Two and a half years later, ARB granted part of the petition due to its commitment to reducing methane emissions from the dairy industry, one component of its Short-Lived Climate Pollutant Reduction Strategy. In its 2014 report, “Reducing Short-Lived Climate Pollutants in California,” ARB recognized that the livestock industry is responsible for 59% of all methane emissions in the state. Methane is a short-lived climate pollutant compared to carbon dioxide, meaning it does not persist in the atmosphere as long, but it is 80 times more potent than carbon dioxide at trapping heat in the atmosphere making it a particular concern.
Climate change is acknowledged as one of the most significant threats to the welfare of human beings, with the threats of increasingly unpredictable and violent storms, droughts, floods and fires already well-documented. As governments across the world – with the notable, and tragic exception of the United States – collaborate to confront this threat to our human world, wildlife is already suffering. Climatic changes are already occurring far too rapidly for wildlife to adapt. Studies have shown that extinctions linked to climate change are already occurring and will likely increase rapidly, making it an issue that animal advocates must confront.
State-level changes have national impact
The benefits of the regulation aren’t confined to California. California’s dairy industry is massive; the states nearly 1.75 million cows produce 40.5 million pounds of milk annually making it the largest in the nation. Collectively these cows produce roughly 9 billion gallons of urine and feces, much of which is collected in waste lagoons. As this sewage begins to break down methane is created and released into the atmosphere. Regardless of what other states do, reducing methane emissions in California will reduce the total methane emissions for the dairy industry nationwide. California’s willingness to regulate dairy also signals to other states with smaller dairy industries that such regulations are politically feasible.
ARB intends to make the required cuts primarily by using “manure digesters” which convert methane into energy. The Animal Legal Defense Fund and other groups such as the Center on Race, Poverty and the Environment recommended pasture-based options, which are far more humane for the cows, and the ARB did acknowledge that switching to pasture-based systems could be an effective strategy. Under pasture-based dairy, cows graze on open fields instead of being confined to factory farms. Manure in a pasture-based system emits significantly less methane than the same amount in a manure lagoon. Dairy owners may also be motivated to find new ways to reduce methane, inventing processes and machines that don’t exist today.

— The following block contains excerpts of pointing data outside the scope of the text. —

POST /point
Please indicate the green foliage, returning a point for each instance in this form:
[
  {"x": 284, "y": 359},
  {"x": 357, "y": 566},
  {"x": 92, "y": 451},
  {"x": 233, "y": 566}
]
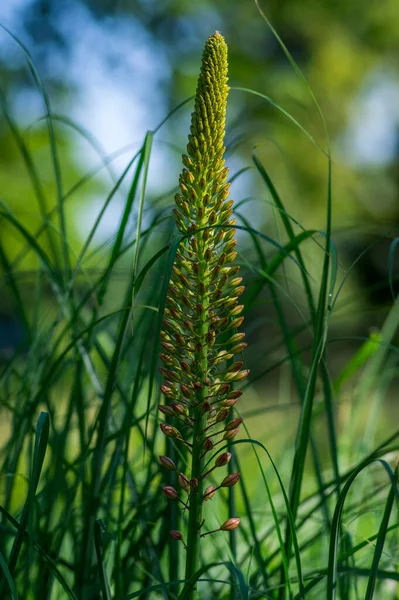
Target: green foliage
[{"x": 81, "y": 512}]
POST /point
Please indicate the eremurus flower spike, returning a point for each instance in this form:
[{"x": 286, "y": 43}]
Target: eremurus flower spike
[{"x": 202, "y": 305}]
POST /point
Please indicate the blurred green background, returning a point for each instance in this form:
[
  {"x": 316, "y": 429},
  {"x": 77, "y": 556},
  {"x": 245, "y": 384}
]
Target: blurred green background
[{"x": 113, "y": 70}]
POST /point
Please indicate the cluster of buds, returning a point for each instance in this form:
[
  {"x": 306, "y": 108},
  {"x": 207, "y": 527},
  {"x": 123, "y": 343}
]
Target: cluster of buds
[{"x": 199, "y": 337}]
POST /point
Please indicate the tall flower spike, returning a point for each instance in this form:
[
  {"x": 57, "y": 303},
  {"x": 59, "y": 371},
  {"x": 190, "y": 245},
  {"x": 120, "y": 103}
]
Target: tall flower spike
[{"x": 202, "y": 303}]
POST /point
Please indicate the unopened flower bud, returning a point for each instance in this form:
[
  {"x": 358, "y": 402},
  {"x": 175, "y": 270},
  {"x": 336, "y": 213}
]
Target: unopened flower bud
[
  {"x": 235, "y": 366},
  {"x": 209, "y": 492},
  {"x": 230, "y": 524},
  {"x": 229, "y": 435},
  {"x": 167, "y": 463},
  {"x": 230, "y": 403},
  {"x": 233, "y": 424},
  {"x": 208, "y": 444},
  {"x": 223, "y": 459},
  {"x": 179, "y": 408},
  {"x": 234, "y": 394},
  {"x": 166, "y": 410},
  {"x": 183, "y": 482},
  {"x": 170, "y": 431},
  {"x": 206, "y": 407},
  {"x": 230, "y": 480},
  {"x": 222, "y": 415},
  {"x": 237, "y": 376},
  {"x": 170, "y": 492}
]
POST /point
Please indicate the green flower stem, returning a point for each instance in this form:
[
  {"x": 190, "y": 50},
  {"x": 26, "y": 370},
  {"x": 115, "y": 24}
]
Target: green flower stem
[
  {"x": 196, "y": 498},
  {"x": 202, "y": 305}
]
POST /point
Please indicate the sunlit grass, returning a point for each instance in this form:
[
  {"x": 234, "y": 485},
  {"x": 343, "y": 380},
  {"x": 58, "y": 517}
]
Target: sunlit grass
[{"x": 82, "y": 514}]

Ultimately, the best way to protect animals and the environment is to reduce our consumption of dairy and other animal products, as inherent inefficiencies in producing animal products compared to plant foods results in vastly increased resources consumption and production of wastes, including raw, untreated sewage, chemical pesticides and fertilizers, and greenhouse gas emissions. The Animal Legal Defense Fund will monitor the unfolding regulatory process to make sure any new processes provide increased protections for the cows involved as well.
Animal agriculture is a top contributor to climate change
The second part of the Animal Legal Defense Fund’s petition urged that livestock emissions be included in the cap-and-trade program and mandatory reporting requirements. This part of the petition was denied. But any regulation of methane emissions by the dairy sector is a victory that can’t be overstated. For too long, legislators and regulators have ignored the tremendous negative impact that factory farming has, not just on the animals, but our environment as well, and particularly on climate change.
Animal agriculture is a major contributor to climate change. Factory farming’s impact on climate change has been documented in multiple studies. A 2006 report from the Food and Agriculture Organization of the United Nations found that animal agriculture accounts for about 15% of human-caused greenhouse gas emissions, and a 2011 follow-up study by the Worldwatch Institute concluded that the figure is closer to 51%. And, alarmingly, the impact of animal agriculture is steadily increasing. The U.S. Environmental Protection Agency reported that greenhouse gas emissions produced by animal agriculture have increased 11% over the last 25 years. They are expected to continue to increase even while we work to curtail emissions from energy and transportation.
Considering the amount of greenhouse gases that factory farming creates, it’s shocking that in 2017, the industry remains largely unregulated. Well-funded lobby groups for the animal agriculture industry, notorious for preventing regulation of animal welfare on factory farmers, have also successfully blocked regulation of the industry’s many environmental impacts in California and elsewhere, until now. To effectively fight climate change, it’s essential we use every tool at our disposal. It’s been said that where California goes, so goes the nation. In this case, we hope it’s true.